A sfatare il falso mito che l’utilizzo degli Analytics sia appannaggio solo di analisti e “smanettoni” ci ha pensato Daniele Tognaccini, direttore di MilanLab (il dipartimento dell’A.c. Milan che si occupa di pianificare la preparazione atletica degli iscritti alla società calcistica). «Siamo stati tra i primi in Italia a utilizzare questi strumenti per i nostri atleti, a partire dal 2002, e devo dire che i risultati sono andati ben oltre le nostre aspettative. Al di là della semplicità nell’utilizzo e nella condivisione dei dati (i nostri ragazzi non sono certo degli specialisti dell’informatica), dal punto di vista agonistico abbiamo avuto grandissime soddisfazioni: nel 2007 il Milan ha vinto la Coppa dei campioni con la squadra con l’età media più alta nella storia della competizione, e con il capitano, Paolo Maldini, più anziano in assoluto. Segno che i nostri programmi, grazie ai giusti investimenti, erano vincenti».

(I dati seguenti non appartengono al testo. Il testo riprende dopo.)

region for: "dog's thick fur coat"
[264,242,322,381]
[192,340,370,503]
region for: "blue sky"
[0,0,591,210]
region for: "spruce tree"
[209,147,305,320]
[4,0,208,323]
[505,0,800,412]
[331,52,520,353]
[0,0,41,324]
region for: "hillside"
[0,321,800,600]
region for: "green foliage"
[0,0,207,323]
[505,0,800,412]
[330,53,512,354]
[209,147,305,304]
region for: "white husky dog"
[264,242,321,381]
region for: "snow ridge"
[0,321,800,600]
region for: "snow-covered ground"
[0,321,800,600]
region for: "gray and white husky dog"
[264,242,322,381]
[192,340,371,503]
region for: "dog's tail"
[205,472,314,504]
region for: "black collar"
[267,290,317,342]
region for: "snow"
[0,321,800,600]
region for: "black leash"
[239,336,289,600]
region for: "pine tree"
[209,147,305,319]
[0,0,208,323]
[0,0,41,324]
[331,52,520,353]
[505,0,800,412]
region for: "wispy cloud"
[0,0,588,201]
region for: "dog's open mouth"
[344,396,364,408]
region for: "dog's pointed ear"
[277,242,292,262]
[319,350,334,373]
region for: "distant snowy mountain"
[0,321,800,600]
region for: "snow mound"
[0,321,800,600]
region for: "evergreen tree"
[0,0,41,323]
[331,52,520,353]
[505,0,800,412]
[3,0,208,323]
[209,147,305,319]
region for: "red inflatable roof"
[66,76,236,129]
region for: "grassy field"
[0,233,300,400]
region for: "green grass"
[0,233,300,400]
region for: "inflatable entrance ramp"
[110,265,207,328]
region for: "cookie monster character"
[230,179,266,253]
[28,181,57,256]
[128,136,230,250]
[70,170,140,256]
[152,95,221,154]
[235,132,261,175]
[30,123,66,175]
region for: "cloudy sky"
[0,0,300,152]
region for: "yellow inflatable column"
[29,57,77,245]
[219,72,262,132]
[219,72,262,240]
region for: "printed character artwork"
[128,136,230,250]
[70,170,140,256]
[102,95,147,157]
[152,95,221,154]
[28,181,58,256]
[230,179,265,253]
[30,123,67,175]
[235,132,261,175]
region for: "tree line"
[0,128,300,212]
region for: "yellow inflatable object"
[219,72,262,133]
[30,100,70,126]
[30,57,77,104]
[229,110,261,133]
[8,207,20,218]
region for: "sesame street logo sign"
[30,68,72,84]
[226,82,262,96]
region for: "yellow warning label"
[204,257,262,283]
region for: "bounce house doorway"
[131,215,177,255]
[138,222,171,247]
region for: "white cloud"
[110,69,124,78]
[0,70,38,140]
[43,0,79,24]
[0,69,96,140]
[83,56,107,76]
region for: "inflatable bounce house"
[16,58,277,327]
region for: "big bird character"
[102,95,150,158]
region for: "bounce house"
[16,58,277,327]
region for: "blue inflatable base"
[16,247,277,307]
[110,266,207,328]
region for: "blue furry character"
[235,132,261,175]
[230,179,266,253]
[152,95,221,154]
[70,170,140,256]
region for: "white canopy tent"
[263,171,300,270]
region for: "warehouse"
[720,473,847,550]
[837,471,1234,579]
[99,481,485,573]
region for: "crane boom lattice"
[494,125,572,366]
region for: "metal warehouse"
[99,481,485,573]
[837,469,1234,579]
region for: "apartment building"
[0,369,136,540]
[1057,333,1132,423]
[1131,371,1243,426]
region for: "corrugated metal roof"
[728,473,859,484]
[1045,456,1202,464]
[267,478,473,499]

Analizzare per crescere nel modo più equilibrato ed efficace: è l’approccio di Enrico Bracalente, amministratore unico di Bag, che con il brand Nero Giardini porta la tradizione calzaturiera marchigiana in giro per l’Italia e, con le ultime attività di internazionalizzazione in chiave retail, per l’Europa. «Attraverso il nostro sistema informatico riusciamo a monitorare le vendite e a pianificare il 60-65% della collezione nei negozi, oltre a organizzare quasi in tempo reale, con una settimana d’anticipo, per intenderci, la confezione di scarpe che hanno riscosso particolare successo. A patto di avere le materie prime in magazzino, naturalmente». Ed è grazie all’utilizzo dei dati che Bracalente è riuscito a ottimizzare i costi di produzione, logistica e distribuzione, contenendo le spese ed evitando di delocalizzare. «Il nostro obiettivo è riuscire a controllare direttamente oltre il 50% dei punti vendita. È questa l’unica via per raggiungere il massimo dell’efficienza. Ecco perché investiremo 15 milioni di euro nell’apertura di nuovi negozi in Italia, Germania e Austria».

Del panel faceva parte anche Giacomo Lorusso, senior sales manager di Sas, e Dario Regazzoni, senior presales manager di Emc Italia, società partner di Sas che ne distribuisce e implementa servizi e prodotti. È stato lui a sottolineare il modo in cui anche la Pmi sta cominciando ad apprezzare il valore degli analytics. Citando il caso di un imprenditore del manifatturiero che da poco ha adottato le soluzioni di Sas, Regazzoni ha raccontato come il nuovo tipo di interfaccia di questi strumenti permetta una vera e propria navigazione (in tutto simile a quella del Web), un processo interattivo attraverso i flussi di informazione. «Il mio cliente ora riesce a compiere in pochi minuti analisi che prima gli portavano via ore, e questo gli apre scenari, suggestioni, ipotesi che può aggiornare e modificare in tempo reale, aggiungendo o eliminando una semplice variabile». In effetti è questo il cuore del tema degli Analytics applicati al tessuto produttivo italiano, che di piccole e piccolissime aziende si compone: la possibilità di arricchire e valorizzare l’intuizione, l’iniziativa e le scelte dell’imprenditore rafforzandole (o, nel caso, confutandole, fornendo scenari alternativi).Ed è su questo che si è spesa Marina Salamon, presidente di Altana e membro dei consigli di amministrazione di una moltitudine di società inserite nei più diversi contesti economici, a partire da Doxa, che proprio sui dati e sulla loro analisi ha costruito nei decenni la propria reputazione. «È fondamentale lavorare sui Big data proprio per mettere in discussione le ipotesi. E non è più possibile la dicotomia dell’imprenditore che agisce basandosi sulle sensazioni di pancia e del manager che lavora a partire dai risultati forniti dalle analisi. Le istanze vanno integrate, fermo restando che dare troppo ascolto alla pancia può portare alla distruzione dell’azienda. È stato da sempre il problema delle imprese italiane, essenzialmente focalizzate sul prodotto e poco sul marketing, sulla distribuzione e sul Crm. Ma il mondo sta cambiando, si sta ribaltando, e solo chi di noi riuscirà a cogliere queste opportunità ha di fronte a sé un grande futuro».